Lord Foul's Bane, the first of Stephen Donaldson's Thomas Covenant series, predates the 1980s fantasy boom. It would probably have been very easy for Donaldson to knock out a hackneyed Tolkien rip-off like later authors would.
But he didn't. Ignore those reviewers on this site who think that the plot is a Tolkien rip-off; it isn't. It's a fantasy setting, there's a quest, there's a ring. That's about it in terms of common themes. Tolkien wanted to create myths; Donaldson is trying something altogether more literary in the fantasy genre.
I say "trying" because arguably he didn't succeed. Literary critics I think were put off by the fantasy setting. Fantasy readers were often put off by the lead character and the "strangled prose" (more on that below). Thomas Covenant is often described as an anti-hero, but that puts him in the same category as say Elric or Blake's 7's Avon. Covenant isn't a badass sociopath like those two; sociopath yes (but with good reason - 20th century society has turned on him out of prejudice because of his leprosy), but he's too self-pitying (massively so), cowardly, useless, whinging and snivelly to be badass. He is not remotely aspirational as a character, so he's neither hero nor antihero.
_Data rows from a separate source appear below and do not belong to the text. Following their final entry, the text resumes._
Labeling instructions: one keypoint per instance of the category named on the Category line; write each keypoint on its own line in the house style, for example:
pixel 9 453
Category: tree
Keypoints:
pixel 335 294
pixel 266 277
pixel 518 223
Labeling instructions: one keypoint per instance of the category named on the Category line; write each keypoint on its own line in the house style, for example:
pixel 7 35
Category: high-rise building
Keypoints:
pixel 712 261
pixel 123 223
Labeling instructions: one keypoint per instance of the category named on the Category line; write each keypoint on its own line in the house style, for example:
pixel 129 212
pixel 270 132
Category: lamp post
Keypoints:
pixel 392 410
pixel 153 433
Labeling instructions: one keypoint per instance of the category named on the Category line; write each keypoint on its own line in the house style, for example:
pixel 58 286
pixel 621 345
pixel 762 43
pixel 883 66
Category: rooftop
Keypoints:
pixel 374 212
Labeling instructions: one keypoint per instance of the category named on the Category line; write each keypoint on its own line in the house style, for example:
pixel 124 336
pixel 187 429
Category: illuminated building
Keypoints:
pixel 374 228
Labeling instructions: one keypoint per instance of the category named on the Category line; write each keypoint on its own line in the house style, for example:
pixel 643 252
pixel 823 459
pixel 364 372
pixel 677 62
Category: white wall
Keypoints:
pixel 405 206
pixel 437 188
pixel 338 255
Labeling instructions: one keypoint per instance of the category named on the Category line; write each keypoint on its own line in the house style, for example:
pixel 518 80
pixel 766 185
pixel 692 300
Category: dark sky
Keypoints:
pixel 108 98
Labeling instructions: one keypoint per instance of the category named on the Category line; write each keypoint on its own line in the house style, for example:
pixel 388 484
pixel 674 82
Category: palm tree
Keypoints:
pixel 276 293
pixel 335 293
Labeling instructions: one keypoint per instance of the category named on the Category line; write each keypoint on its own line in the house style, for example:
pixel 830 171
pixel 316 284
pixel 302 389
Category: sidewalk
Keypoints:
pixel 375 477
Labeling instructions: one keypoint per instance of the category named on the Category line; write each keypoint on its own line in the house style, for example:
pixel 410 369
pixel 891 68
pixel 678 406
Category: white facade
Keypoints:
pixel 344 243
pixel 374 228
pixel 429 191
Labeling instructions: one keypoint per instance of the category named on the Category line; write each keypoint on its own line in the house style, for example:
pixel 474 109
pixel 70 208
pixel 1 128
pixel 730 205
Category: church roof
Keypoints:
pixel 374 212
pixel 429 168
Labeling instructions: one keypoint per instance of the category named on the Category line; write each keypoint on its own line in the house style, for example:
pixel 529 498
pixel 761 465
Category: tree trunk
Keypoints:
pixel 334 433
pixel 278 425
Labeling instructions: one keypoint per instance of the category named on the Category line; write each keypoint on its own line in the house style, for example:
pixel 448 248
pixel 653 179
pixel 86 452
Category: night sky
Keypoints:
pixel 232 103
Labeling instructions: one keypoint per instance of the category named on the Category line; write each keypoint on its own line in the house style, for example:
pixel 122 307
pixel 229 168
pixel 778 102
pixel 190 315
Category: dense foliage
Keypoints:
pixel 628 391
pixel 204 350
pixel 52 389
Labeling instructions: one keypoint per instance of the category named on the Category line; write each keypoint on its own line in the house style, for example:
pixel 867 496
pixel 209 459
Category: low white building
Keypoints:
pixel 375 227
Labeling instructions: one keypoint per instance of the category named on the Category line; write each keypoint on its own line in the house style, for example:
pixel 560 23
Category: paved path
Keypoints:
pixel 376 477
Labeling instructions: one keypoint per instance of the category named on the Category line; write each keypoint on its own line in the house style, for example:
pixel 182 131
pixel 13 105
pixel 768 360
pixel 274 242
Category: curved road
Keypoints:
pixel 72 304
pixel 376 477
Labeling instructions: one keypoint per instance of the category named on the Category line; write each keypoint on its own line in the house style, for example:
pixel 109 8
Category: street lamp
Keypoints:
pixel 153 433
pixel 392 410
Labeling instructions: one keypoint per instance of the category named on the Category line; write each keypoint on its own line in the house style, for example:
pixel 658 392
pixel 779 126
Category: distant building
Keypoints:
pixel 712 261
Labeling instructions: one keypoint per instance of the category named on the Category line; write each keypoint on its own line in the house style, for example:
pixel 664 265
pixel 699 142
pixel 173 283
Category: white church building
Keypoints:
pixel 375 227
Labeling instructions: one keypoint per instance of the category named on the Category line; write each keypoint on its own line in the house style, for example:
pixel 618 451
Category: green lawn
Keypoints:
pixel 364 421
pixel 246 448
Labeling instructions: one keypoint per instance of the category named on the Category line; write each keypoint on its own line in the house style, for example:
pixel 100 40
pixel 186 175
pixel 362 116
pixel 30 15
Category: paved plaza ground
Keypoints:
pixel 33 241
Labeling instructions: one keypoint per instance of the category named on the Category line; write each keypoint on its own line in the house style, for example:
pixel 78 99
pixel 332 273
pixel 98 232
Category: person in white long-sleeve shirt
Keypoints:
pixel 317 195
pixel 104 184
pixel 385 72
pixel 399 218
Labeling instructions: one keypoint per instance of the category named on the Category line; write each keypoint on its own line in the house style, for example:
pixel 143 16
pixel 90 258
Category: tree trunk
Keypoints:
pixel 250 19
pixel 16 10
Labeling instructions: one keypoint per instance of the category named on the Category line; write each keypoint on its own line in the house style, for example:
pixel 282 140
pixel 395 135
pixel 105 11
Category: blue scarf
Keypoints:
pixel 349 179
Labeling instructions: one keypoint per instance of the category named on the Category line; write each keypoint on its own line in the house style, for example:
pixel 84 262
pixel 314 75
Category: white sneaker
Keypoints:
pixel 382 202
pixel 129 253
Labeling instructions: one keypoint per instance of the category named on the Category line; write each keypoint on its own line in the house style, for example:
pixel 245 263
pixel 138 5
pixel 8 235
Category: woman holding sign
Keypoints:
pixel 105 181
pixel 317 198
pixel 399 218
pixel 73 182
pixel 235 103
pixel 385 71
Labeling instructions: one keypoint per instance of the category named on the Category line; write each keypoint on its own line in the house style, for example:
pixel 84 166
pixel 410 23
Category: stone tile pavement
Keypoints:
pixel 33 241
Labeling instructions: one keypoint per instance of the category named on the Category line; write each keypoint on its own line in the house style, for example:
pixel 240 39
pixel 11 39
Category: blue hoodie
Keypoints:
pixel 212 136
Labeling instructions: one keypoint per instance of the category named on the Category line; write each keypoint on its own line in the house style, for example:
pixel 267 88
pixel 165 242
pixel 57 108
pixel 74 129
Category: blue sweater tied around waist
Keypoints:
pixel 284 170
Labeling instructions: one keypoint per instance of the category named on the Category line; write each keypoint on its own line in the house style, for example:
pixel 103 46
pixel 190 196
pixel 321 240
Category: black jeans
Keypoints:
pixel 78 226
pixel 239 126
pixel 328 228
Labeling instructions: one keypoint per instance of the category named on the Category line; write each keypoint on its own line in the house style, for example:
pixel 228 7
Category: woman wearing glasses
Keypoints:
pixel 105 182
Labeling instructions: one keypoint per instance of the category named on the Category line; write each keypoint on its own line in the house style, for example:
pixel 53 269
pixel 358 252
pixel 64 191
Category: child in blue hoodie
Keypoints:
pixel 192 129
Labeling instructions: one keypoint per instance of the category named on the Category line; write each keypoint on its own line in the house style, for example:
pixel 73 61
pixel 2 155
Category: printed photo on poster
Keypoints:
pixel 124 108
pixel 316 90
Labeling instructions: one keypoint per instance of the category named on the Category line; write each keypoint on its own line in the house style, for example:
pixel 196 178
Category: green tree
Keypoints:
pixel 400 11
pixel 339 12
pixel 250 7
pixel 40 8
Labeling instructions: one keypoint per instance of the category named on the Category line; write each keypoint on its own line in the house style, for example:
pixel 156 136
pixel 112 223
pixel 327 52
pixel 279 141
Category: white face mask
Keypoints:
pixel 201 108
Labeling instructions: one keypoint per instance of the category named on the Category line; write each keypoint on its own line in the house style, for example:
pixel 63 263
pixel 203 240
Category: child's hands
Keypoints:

And many people cannot deal with that. Many people (including most of the people who gave the book negative reviews on this site) seem to want the lead characters in the books that they read to be either obvious good guys or at worst flawed good guys. Well, if you think like that, then this book is not going to be for you. Walk away now and go and read Harry Potter again. And when you've finished that, move on to Dragonlance or something.
I mentioned what has been described as the author's "strangled prose". SF critic Dave Langford referred to Donaldson as suffering from 'OEDemia'. In short, Donaldson loves his thesaurus. He will use words that are to say the least, uncommon. This never really bothered me, but it might bother you. Again, be warned.
Donaldson's world isn't fleshed out anywhere near as well as other epic fantasy settings, he didn't make up his own languages and he lacks the gift for good fantasy names (yes, there really was a High Lord Kevin). But somehow out of all this, Donaldson came through with one of the great achievements of the fantasy genre. No fantasy author has taken so much trouble over one character as Donaldson did with Covenant. (Let's be honest, most fantasy authors, even the good ones, tend not to waste time on character development when they could be inventing three different languages and drawing maps of their world...)
Much of this first book concerns Covenant's struggles in coming to terms with whether 'The Land' is real or not and the fact that he is healthy, not leprous. In The Land, he is a hero; back home in America, he is an outcast leper. There is a quest involving characters going from point A on the map to point B, just like in many other fantasy epics. Here though, the journey is as much psychological as geographical.
So like I said, not for everyone. It's not a book to persevere with either. If you don't like it after the first few chapters, you won't like the rest of the book. Or the other two books in the trilogy. Or the three books in the 'Second Chronicles'. Or the two books (and counting) in the 'Final Chronicles'. But you might be in that minority of readers who believe fantasy can be challenging. And if you are, you might, just might, think that Lord Foul's Bane is the start to one of the best fantasy series ever written.